Entschlüsselt

Sonja M. Winkler

von Sonja M. Winkler

Story
Stainz 2023

Es ist sonnenklar, dass mein Traum mit dem Besuch des Schloss- und Schlüsselmuseums in Graz zu tun hat. Was unser Unbewusstes aus Tagesresten macht, versetzt mich immer wieder in Staunen. Was es alles speichert, von dem wir gar nicht wissen, dass es gespeichert wird. Wie es das Erlebte verschlüsselt. Ich führe Buch über meine Träume, und die detektivische Kleinarbeit des Entschlüsselns ist längst eine liebgewonnene Gewohnheit geworden.

Die Vorgeschichte: Nach einer Wanderetappe von 23 Kilometern erreichen G. und ich gegen 19 Uhr den Schilcherhof in Stainz, wo 2 Einzelzimmer für uns reserviert sind. Personal ist keines mehr im Haus. Unsere Zimmerschlüssel (mit Anhängern aus massivem Metall und den eingravierten Nummern 07 und 08) sind in einer Plastikbox am Eingang hinterlegt worden. G. entscheidet sich für Zimmer 08. Sie plagt sich beim Öffnen der Eingangstür. Das Türschloss klemmt. Mit meinem Schlüssel gelingt die Mission. Da hat wohl Geheimagent 007 seine Hände im Spiel.

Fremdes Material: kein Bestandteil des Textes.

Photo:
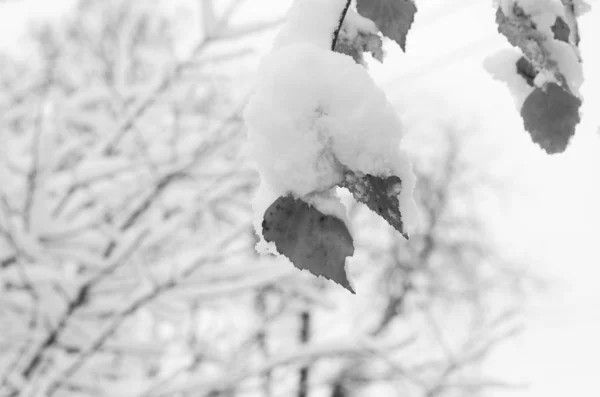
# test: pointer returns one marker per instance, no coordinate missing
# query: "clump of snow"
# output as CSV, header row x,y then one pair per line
x,y
354,23
316,113
544,14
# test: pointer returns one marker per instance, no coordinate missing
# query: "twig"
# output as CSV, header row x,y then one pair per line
x,y
336,33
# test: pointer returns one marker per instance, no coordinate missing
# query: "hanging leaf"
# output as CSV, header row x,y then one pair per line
x,y
380,195
310,239
561,30
522,33
550,116
394,18
361,42
526,70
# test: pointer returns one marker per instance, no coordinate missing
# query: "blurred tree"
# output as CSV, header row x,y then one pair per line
x,y
126,249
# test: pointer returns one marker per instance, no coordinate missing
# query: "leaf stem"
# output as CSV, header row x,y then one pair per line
x,y
336,33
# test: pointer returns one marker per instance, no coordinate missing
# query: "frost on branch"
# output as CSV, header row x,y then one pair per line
x,y
393,17
546,32
315,118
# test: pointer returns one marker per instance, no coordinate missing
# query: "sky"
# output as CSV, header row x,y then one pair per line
x,y
548,221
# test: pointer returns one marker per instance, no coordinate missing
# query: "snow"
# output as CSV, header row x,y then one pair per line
x,y
311,21
543,14
307,125
354,23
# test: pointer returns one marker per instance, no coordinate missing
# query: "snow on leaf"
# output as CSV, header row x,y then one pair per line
x,y
561,30
393,17
522,33
311,240
380,195
550,116
360,43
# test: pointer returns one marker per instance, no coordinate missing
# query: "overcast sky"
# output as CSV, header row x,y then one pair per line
x,y
551,222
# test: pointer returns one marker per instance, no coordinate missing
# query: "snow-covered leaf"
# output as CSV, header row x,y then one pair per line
x,y
360,43
561,30
521,32
393,17
311,240
380,195
551,115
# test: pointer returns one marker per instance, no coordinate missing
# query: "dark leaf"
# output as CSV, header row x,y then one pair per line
x,y
380,195
311,240
356,46
551,115
393,17
526,70
561,30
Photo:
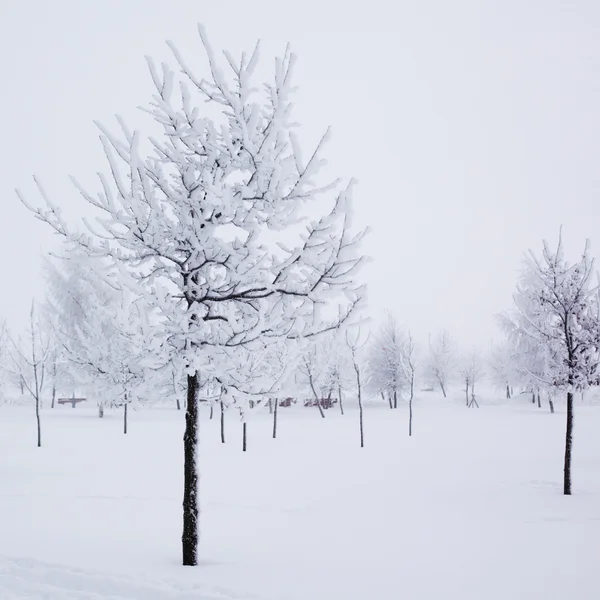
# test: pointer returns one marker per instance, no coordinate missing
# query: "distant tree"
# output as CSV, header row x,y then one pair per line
x,y
355,346
339,371
5,365
387,375
409,368
472,370
202,223
441,361
103,333
30,355
556,309
503,365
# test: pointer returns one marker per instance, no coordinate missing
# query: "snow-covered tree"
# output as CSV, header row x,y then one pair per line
x,y
221,227
385,362
29,356
471,370
409,368
502,367
5,366
441,361
102,333
356,345
556,308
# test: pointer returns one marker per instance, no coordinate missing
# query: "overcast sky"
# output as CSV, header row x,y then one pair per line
x,y
473,127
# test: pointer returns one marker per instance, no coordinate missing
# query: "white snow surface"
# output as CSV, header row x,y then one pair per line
x,y
469,508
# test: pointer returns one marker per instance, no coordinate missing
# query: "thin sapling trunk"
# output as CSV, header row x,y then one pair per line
x,y
222,422
568,445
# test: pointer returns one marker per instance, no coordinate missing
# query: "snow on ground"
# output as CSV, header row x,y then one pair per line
x,y
469,508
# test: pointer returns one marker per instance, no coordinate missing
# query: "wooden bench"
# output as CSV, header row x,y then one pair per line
x,y
72,401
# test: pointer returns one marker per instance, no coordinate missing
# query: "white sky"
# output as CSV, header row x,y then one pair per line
x,y
473,127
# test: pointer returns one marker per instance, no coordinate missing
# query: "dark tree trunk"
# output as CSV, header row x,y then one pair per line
x,y
189,538
316,396
568,444
222,423
320,408
389,399
412,394
37,416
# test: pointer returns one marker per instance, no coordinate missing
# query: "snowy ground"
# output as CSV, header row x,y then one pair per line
x,y
469,508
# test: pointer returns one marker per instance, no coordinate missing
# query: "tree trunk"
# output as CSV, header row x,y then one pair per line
x,y
389,399
316,396
568,444
189,538
37,416
360,413
222,423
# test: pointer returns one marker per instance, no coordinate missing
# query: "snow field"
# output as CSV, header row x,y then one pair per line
x,y
470,507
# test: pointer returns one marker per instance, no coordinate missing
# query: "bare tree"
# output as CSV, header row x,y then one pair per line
x,y
502,364
409,366
472,369
386,371
355,345
30,358
441,360
556,309
189,226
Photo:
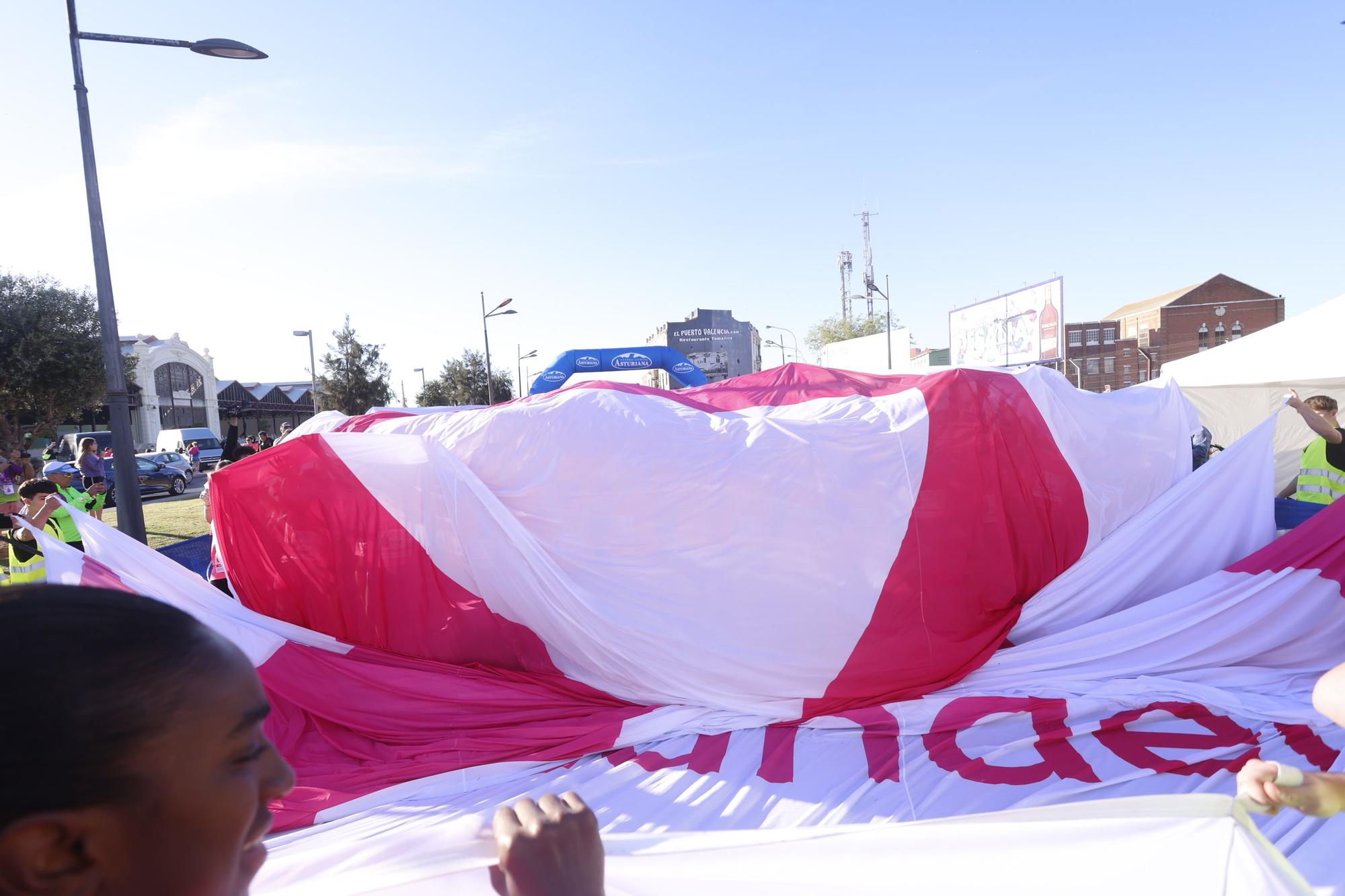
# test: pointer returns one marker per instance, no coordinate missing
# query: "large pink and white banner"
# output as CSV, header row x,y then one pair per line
x,y
796,600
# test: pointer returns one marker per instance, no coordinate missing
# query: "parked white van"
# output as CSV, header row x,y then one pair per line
x,y
181,439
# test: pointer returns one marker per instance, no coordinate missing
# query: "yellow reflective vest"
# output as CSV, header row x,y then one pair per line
x,y
80,501
1319,481
34,569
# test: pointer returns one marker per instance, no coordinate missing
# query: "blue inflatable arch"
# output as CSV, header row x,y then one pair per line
x,y
613,360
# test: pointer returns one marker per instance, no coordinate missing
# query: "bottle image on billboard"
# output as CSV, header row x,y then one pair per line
x,y
1050,339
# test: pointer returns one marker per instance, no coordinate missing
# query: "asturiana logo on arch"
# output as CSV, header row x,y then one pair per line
x,y
631,361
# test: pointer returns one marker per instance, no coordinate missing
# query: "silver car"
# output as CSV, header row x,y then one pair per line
x,y
171,459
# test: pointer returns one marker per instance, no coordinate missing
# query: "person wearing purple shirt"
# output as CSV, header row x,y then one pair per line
x,y
91,467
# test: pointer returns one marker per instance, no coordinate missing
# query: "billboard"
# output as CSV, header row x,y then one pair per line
x,y
1022,327
716,343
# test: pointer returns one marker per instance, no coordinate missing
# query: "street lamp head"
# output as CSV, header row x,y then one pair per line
x,y
227,49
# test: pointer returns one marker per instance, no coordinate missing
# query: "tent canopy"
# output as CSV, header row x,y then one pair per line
x,y
1239,384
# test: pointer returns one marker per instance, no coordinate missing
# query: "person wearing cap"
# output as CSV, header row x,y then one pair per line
x,y
63,475
26,565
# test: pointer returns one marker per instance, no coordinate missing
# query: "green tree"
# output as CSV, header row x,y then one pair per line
x,y
463,382
356,377
50,354
836,329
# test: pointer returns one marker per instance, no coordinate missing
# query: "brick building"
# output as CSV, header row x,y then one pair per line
x,y
1100,357
1196,318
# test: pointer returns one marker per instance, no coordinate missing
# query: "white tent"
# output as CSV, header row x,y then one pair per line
x,y
1237,385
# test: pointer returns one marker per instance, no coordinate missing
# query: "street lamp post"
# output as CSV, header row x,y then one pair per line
x,y
792,337
131,517
313,366
496,313
875,287
521,360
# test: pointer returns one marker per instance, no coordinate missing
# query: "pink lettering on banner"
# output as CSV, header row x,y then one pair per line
x,y
882,745
1048,720
778,754
1136,745
1304,741
707,755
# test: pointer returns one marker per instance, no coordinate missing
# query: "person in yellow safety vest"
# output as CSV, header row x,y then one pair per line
x,y
28,565
1321,474
63,474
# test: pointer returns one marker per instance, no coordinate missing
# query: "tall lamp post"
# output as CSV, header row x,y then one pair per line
x,y
494,313
422,372
131,517
521,360
313,366
792,337
875,287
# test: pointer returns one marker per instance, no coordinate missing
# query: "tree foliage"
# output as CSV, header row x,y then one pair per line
x,y
836,329
463,382
356,377
50,354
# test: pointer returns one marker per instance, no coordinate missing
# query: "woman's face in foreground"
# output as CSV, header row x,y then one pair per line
x,y
208,780
196,822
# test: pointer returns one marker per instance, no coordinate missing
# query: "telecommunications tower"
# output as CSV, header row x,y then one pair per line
x,y
868,257
847,263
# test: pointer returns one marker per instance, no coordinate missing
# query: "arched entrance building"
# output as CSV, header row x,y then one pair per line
x,y
177,386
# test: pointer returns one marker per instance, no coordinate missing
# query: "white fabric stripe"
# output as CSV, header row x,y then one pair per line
x,y
153,575
708,506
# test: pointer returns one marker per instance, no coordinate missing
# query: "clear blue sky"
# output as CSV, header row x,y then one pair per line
x,y
617,165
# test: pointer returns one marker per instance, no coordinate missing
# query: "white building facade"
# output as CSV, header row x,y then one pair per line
x,y
177,386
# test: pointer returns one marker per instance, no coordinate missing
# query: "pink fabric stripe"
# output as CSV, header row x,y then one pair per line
x,y
356,723
1305,741
960,579
782,386
93,573
1313,545
361,423
341,541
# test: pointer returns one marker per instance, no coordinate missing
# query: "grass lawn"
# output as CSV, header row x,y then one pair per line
x,y
167,522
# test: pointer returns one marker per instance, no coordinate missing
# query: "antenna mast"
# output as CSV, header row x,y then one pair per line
x,y
847,263
868,257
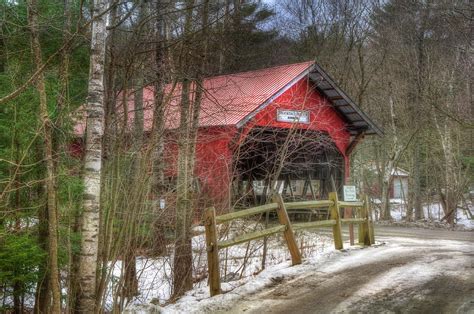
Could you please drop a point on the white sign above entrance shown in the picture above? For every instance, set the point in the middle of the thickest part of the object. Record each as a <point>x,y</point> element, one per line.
<point>293,116</point>
<point>350,194</point>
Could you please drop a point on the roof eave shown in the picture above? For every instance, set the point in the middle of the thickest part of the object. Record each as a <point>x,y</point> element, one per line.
<point>373,128</point>
<point>248,117</point>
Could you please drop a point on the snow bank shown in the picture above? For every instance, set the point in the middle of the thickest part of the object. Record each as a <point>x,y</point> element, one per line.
<point>238,265</point>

Nach der Dusche zapp ich durch die TV-Kanäle und bleib bei Günther Jauch hängen. Bei Chilly/Chily/ Shilly/Chili con Carne muss ich nicht lange überlegen. Um 23 Uhr schalt ich den Fernseher aus und schlaf sofort ein.

Im Traum lieg ich auf der linken Bettseite eines Doppelbetts in einem Hotelzimmer, das genauso aussieht wie das, in dem ich mich befinde. Das Bett rechts ist auch überzogen, aber unbenutzt. Plötzlich überfällt mich ein eigenartiges Gefühl. Ich habe den Verdacht, dass sich noch jemand im Zimmer befindet. Das beunruhigt und ängstigt mich. Dann seh ich sie. Eine Frau. Geht auf das Bett zu. Mein erster Gedanke, der hochschießt: Wie hat sie sich Zutritt zu diesem Zimmer verschafft? Der Schlüssel steckt im Schloss.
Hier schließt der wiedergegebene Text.